Yüzü gözü kan içinde bir adam, yanındaki adamların pek de dostça olmayan bakışları altında Atatürk büstünü öpüyor.

Adım adım yükselen toplumsal cinnetin bu fotoğrafı Muğla, Kumluova'da çekildi.

Lince uğrayan adamın adı İbrahim Ç.
Dövülme nedeni Facebook'a koyduğu haki renkli üniformaya benzer bir kıyafet...

Altına “bu kıyafeti giymek bile onurdur” yazmış...
Kastettiği neyin onuru belli değil.
Fakat üniforma da PKK'lıların giydiği kıyafetlerden değil...
Bir zamanlar PKK ile ölümüne dövüşebilen Peşmergelerin kıyafeti...
Fakat birisi bu “PKK'lı terörist kıyafeti” deyince haber kulaktan kulağa yayıldı.

“Bulun bunu” diye gelişen cinnetten haberi olmayan İbrahim Ç. Öfkeli bir grup tarafından yakalandı, önce elbiseleri parçalandı, ardından meydandaki Atatürk heykeli zorla öptürüldü...

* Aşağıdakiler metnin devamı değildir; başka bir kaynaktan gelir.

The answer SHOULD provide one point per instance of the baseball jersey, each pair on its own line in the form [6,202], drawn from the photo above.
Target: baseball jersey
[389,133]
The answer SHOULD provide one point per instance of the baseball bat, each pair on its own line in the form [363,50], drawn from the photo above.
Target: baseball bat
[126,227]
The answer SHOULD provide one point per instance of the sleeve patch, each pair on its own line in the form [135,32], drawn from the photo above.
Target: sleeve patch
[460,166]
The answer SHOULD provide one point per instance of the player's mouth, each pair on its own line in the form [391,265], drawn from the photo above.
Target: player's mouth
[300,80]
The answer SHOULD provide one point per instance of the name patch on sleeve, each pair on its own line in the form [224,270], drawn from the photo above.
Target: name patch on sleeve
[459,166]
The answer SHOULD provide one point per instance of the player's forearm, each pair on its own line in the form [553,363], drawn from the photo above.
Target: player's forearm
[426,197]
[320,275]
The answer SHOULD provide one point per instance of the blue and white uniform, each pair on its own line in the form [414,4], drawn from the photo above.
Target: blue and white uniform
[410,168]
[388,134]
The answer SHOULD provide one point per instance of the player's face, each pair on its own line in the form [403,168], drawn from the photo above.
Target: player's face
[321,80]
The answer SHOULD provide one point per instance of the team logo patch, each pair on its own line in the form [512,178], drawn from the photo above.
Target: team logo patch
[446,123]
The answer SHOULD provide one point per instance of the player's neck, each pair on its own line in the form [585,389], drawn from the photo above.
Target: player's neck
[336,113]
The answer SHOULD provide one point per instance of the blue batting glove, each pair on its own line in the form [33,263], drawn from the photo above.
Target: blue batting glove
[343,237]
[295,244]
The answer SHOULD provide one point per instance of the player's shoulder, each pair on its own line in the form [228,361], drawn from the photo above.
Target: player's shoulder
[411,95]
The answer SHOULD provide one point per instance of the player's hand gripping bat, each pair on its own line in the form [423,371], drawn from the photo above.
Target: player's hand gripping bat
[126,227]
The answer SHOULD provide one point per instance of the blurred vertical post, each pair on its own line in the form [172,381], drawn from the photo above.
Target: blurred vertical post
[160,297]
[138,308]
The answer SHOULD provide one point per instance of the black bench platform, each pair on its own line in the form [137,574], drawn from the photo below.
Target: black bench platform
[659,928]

İbrahim Ç.'yi kalabalığın elinden son anda yetişen Jandarma kurtardı...
Aynı gün Antalya'da “Dişe diş, kana kan intikam” diye bağırarak HDP binasının camını çerçevesini indiren 200 kişilik bir kalabalık, bir mevsimlik işçiyi sırtından bıçakladıktan sonra, tramvay durağında rastladıkları “esmer bir genci” Kürt diye dövmeye başladı...
Terliklerini bırakarak kaçmaya çalışan genç bir ara ellerinden kurtuldu...
Yine yakaladılar.

Araya sivil polisler girdi. Dövülen genç “Abi ben Burdurluyum, neden dövüyorlar anlamadım” diye kimliğini gösterdi.
Polis kudurmuş kalabalığı “Adam Burdur Bucak'lı yaptığınız iş mi” diye engelleyebildi...

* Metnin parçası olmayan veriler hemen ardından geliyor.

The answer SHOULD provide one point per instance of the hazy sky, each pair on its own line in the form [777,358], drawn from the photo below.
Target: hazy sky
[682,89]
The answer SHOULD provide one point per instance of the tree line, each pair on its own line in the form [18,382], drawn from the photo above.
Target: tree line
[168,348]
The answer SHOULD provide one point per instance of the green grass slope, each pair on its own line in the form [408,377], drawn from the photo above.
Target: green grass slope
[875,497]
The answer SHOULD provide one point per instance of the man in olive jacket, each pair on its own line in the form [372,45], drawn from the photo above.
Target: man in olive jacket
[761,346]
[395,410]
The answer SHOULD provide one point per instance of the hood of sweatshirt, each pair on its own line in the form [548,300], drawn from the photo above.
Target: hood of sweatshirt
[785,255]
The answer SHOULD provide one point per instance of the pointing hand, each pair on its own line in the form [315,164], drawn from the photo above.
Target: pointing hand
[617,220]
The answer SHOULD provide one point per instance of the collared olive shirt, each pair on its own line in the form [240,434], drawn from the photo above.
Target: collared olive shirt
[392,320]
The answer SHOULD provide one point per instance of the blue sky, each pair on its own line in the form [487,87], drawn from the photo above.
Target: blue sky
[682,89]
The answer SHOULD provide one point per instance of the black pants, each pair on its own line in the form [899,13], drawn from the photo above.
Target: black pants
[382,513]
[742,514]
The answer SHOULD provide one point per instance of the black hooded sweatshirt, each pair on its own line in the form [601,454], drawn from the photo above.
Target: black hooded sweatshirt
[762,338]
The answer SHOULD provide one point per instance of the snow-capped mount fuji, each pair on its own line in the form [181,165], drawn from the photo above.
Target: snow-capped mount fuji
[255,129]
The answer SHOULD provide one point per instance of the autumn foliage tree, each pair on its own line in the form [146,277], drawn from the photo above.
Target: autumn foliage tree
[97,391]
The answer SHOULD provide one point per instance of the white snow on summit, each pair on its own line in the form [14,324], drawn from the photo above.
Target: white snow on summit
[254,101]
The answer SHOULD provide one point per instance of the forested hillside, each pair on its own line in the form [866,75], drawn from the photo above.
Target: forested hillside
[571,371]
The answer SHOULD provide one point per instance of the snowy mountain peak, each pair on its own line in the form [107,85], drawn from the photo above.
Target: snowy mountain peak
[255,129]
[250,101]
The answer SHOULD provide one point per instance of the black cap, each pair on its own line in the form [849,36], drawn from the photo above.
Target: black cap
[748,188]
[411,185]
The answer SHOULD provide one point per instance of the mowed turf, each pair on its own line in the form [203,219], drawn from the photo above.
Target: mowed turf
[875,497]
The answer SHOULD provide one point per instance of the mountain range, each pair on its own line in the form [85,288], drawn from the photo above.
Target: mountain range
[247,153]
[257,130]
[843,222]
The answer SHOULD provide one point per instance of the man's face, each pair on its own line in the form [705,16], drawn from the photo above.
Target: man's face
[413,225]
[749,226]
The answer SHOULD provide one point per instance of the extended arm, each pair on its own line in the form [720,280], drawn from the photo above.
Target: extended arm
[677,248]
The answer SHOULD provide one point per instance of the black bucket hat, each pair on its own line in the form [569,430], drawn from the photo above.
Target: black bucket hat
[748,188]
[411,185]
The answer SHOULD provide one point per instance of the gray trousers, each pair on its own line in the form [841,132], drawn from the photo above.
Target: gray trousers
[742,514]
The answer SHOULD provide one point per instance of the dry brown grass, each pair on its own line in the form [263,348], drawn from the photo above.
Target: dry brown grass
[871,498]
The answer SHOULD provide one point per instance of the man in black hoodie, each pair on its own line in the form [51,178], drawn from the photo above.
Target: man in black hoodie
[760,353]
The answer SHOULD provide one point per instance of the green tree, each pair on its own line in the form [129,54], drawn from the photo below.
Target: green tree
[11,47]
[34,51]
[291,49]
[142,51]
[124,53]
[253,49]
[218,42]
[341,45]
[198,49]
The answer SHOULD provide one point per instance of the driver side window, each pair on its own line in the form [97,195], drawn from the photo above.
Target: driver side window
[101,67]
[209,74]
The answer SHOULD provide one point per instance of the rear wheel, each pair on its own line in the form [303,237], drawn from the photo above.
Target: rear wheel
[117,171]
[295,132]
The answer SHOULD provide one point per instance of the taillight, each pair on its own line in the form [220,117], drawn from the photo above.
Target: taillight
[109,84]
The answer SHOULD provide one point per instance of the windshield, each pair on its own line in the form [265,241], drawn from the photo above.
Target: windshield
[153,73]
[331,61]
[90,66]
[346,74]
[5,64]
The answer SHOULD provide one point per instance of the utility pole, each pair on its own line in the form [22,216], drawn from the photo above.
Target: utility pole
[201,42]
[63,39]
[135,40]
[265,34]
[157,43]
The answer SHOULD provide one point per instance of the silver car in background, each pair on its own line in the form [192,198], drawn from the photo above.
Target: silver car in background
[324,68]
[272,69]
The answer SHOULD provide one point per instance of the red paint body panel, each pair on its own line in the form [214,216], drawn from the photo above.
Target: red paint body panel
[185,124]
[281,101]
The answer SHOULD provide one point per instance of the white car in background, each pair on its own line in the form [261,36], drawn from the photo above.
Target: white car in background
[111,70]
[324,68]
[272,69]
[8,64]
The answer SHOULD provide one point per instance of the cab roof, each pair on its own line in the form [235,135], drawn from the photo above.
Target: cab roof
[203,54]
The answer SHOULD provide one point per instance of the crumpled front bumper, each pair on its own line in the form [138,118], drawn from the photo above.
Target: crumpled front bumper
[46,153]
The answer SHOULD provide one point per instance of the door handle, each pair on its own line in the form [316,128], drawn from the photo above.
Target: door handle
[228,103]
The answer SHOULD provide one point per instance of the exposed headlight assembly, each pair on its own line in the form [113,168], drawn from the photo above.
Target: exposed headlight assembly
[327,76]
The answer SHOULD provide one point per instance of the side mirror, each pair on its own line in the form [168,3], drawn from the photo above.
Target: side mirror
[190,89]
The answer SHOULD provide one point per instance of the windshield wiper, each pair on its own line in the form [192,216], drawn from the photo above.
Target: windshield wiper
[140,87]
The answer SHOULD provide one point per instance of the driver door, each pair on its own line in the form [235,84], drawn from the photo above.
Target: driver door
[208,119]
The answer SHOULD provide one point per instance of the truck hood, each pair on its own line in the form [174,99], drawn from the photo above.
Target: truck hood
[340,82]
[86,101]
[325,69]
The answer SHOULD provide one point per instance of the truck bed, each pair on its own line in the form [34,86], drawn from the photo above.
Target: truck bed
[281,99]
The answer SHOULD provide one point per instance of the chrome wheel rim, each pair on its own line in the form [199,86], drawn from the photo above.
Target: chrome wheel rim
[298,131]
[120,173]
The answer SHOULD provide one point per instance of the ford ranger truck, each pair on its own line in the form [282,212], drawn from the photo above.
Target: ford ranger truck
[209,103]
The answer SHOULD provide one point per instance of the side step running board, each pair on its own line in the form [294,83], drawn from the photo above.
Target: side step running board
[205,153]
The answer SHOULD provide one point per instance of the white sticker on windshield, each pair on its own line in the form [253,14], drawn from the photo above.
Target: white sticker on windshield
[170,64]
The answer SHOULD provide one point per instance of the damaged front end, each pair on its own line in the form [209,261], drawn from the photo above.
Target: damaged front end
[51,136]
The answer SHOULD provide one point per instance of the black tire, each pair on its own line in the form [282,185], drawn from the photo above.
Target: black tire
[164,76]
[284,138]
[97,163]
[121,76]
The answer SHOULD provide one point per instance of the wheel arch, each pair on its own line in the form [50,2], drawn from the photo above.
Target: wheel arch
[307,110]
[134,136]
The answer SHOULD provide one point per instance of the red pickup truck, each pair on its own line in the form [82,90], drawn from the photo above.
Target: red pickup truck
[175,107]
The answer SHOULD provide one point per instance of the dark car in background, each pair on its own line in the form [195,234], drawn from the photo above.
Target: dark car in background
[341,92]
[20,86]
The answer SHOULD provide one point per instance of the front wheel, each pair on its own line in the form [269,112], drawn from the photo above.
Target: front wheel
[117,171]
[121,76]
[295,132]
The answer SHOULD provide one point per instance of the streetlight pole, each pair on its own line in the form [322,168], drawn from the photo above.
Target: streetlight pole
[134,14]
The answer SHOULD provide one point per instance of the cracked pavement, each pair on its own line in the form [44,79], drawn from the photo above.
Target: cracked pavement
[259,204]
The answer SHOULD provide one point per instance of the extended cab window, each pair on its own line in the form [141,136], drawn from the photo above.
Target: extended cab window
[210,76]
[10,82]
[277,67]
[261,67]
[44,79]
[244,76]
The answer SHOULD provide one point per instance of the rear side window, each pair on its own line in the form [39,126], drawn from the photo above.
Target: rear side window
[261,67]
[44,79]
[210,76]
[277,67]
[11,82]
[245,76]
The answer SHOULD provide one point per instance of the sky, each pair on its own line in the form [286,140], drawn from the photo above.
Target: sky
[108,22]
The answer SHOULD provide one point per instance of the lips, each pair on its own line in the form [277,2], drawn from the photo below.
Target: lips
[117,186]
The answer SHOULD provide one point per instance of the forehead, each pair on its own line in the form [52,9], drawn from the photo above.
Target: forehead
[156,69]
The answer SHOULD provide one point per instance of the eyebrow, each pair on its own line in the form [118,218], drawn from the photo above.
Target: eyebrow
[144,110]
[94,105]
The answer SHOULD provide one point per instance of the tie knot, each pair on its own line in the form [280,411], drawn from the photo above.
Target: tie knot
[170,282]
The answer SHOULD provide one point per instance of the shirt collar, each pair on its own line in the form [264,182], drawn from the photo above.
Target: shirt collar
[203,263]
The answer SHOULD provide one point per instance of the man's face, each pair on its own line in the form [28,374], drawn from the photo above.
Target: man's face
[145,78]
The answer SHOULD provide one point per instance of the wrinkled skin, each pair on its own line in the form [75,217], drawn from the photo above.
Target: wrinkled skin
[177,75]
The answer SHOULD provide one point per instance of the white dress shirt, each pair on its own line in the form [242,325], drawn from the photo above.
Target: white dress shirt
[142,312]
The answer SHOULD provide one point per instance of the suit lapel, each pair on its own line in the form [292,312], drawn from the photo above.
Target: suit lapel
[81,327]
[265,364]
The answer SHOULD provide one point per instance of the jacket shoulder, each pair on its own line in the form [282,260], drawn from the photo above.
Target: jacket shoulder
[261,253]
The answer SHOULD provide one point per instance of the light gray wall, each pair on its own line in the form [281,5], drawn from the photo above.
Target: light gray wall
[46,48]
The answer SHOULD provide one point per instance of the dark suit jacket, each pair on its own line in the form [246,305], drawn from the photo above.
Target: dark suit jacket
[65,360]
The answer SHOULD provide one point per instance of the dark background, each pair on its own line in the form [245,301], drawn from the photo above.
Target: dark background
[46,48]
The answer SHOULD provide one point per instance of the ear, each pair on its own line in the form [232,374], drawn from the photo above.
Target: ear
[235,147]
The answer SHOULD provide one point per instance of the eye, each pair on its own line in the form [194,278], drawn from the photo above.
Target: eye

Dövülen genç yüzü gözü kan içinde “Ben de MHP'ciyim, neden beni dövdünüz?” diye söylenip duruyordu...

Saldırganlar MHP'li olduğuna göre Burdur'lu değil de Koreli olsa?
Olayın daha anlaşılabilir bir yanı olur muydu?
Belki...

“Ben pilotum” diyen üsteğmeni PKK'lı diye öldüresiye dövdüren bir akıl tutulması bu.

Çünkü şiddet, artık eylem ya da söz üzerine değil, simgelerle tetikleniyor...

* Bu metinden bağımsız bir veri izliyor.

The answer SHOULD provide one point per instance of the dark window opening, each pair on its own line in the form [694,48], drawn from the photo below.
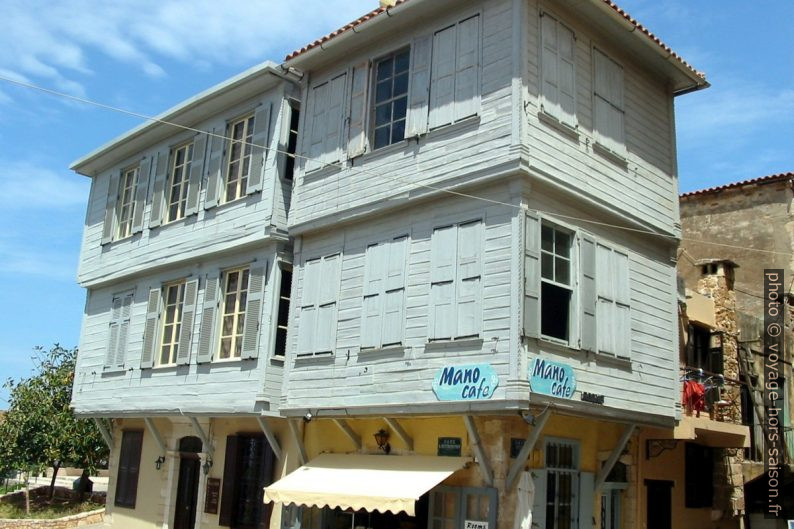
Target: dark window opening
[555,311]
[292,143]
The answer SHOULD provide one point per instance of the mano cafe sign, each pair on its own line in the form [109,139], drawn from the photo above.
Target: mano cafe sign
[552,378]
[467,382]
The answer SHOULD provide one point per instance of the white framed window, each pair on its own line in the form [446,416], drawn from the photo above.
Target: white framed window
[126,202]
[390,98]
[319,296]
[238,165]
[178,182]
[173,304]
[609,112]
[558,71]
[613,309]
[456,281]
[383,314]
[557,282]
[233,304]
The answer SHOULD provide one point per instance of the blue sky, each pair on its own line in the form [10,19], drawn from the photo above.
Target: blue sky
[115,53]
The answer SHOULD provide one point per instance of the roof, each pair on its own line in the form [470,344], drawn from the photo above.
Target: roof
[351,26]
[771,179]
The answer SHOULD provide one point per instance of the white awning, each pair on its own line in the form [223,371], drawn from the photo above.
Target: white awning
[374,483]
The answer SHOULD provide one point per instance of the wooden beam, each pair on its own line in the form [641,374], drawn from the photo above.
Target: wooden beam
[529,444]
[104,431]
[614,456]
[474,436]
[296,436]
[156,434]
[348,431]
[271,438]
[395,425]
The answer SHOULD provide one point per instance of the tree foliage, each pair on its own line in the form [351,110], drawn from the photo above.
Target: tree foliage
[40,429]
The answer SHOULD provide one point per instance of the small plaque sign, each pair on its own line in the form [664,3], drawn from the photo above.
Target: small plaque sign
[449,446]
[213,496]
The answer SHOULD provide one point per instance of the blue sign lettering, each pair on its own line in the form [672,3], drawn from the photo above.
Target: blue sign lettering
[551,378]
[469,382]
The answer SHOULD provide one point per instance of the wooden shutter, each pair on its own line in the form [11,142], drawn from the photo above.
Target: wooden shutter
[230,468]
[158,191]
[467,70]
[151,328]
[259,151]
[212,193]
[129,469]
[419,95]
[186,326]
[442,78]
[532,276]
[253,310]
[196,172]
[357,138]
[141,190]
[110,207]
[587,293]
[208,310]
[468,295]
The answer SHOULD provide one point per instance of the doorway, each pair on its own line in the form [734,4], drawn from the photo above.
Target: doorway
[659,504]
[187,486]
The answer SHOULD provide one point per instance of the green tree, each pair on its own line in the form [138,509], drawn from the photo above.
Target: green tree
[40,430]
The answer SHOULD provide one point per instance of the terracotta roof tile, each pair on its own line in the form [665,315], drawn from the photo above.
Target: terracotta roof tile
[760,180]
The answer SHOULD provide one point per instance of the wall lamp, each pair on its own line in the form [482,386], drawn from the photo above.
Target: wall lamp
[382,438]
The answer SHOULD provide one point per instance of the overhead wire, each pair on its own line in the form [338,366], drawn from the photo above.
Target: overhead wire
[362,170]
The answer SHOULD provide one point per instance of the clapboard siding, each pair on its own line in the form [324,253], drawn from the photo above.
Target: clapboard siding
[222,228]
[643,187]
[220,387]
[355,377]
[457,150]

Simgelerle çoğalarak yayılıyor.
“Sarı-kırmızı-yeşil” diye trafik lambalarını değiştiren, “Portakalı orak çekiç biçiminde soydu” diye insanların hapislerde çürütüldüğü, şanslı olanların Marx'ın fotoğraflarından “dedem” diye yırttığı bir coğrafyada simgeler her şeyden, “gerçeğin kendisinden” bile çok daha tehlikeli...
Toplumda karşılığı olmayan, gerçeklikten kopmuş, adeta “Anayasal” bir gösteriye indirgenmiş siyaset, simgesel şiddeti, kışkırtarak varolabiliyor.